In Siberia, the permafrost entombs billions of tons of organic matter from the Ice Age, when northern Russia's steppe teemed with mammoths, woolly rhinoceroses, musk oxen and other wildlife. Dormant for millennia, the permafrost is being thawed by global warming, triggering the microbial consumption that results in the release of greenhouse gases.
The process feeds on itself. As the climate warms, permafrost on the banks of Siberian lakes collapses into the water, supplying bacteria with more organic material to consume and further raising the level of methane released into the air.
The melting of permafrost cannot be stopped, Zimov said, but it could be slowed.
Not far from the research station is a 40,000-acre tract of wilderness that Zimov believes could one day turn the tide against permafrost thaw. He calls it Pleistocene Park, after the Ice Age epoch when mammoths roamed Siberia.
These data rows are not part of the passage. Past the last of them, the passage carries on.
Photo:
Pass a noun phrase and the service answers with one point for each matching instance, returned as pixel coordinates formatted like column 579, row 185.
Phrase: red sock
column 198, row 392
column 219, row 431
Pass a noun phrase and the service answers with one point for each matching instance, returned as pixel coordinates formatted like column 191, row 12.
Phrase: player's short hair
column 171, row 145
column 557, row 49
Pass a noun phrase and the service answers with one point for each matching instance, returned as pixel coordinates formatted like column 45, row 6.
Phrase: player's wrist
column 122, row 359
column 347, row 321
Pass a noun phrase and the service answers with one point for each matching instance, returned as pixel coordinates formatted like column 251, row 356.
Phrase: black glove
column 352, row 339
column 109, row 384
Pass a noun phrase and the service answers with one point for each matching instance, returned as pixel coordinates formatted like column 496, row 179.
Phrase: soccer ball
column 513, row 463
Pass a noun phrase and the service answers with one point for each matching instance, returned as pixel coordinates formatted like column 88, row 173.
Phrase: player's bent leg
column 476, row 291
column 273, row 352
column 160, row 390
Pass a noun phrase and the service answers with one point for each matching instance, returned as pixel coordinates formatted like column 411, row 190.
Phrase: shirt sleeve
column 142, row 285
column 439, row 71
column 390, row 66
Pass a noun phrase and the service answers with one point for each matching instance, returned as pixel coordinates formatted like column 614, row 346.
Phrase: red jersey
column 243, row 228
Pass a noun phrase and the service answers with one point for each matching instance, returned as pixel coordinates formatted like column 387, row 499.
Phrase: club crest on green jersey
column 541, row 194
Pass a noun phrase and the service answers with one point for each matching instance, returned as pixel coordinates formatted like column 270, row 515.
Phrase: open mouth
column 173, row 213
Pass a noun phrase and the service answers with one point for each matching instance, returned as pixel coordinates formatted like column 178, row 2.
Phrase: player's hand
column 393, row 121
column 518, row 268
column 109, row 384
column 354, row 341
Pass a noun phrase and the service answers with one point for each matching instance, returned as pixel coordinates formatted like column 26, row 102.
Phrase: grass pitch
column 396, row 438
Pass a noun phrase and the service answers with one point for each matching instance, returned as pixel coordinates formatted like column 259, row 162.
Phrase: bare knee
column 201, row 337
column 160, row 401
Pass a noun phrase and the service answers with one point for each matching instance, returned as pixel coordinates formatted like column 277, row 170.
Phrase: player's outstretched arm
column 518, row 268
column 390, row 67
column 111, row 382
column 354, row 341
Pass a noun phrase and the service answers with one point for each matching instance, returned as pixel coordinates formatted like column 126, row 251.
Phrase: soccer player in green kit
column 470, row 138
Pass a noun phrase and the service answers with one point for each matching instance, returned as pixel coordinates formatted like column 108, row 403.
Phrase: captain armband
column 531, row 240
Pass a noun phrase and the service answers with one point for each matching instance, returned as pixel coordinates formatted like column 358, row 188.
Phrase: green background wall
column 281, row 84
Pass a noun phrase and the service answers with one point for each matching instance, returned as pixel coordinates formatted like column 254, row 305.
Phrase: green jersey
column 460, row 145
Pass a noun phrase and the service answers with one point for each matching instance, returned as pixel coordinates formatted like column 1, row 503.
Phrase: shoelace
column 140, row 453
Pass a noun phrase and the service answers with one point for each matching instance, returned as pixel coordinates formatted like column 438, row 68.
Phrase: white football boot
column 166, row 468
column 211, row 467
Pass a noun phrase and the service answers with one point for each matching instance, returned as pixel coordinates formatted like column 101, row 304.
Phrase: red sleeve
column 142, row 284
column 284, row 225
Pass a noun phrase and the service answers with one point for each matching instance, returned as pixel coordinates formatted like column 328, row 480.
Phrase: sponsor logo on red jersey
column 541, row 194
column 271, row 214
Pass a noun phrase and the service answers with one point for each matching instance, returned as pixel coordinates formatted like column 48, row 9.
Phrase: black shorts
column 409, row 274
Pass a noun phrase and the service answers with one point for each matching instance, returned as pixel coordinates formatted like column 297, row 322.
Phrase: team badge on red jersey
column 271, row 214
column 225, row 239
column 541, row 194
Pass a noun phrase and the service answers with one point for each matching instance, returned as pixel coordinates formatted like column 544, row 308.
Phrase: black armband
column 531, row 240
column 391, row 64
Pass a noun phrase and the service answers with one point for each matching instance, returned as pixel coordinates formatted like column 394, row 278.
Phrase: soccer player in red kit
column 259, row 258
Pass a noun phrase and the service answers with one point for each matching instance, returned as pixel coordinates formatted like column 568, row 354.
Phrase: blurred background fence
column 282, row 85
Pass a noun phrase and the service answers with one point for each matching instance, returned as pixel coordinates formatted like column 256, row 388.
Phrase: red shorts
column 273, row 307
Zimov is reintroducing the grasses and herbivores that dominated northern Siberian steppes 10,000 years ago, and he plans to bulldoze portions of the park's larch forest and shrubland. Foxtail and cotton grass are taking root, providing fodder for Yakutian horses, reindeer, musk oxen and bison Zimov envisions on the park's flatlands.
Steppe terrain inhibits permafrost thaw because it retains less heat than forests and lakes, and because grass-eating mammals pack down the snow as they graze, lessening the snow's ability to insulate the soil and keep it warmer.
It's nothing less than the creation of a new ecosystem, a daunting task aimed at building a bulwark against global warming. It will take years before the park's herds are large enough to make a discernible difference. But Zimov hopes the park serves as a template for similar efforts across Siberia's warming permafrost.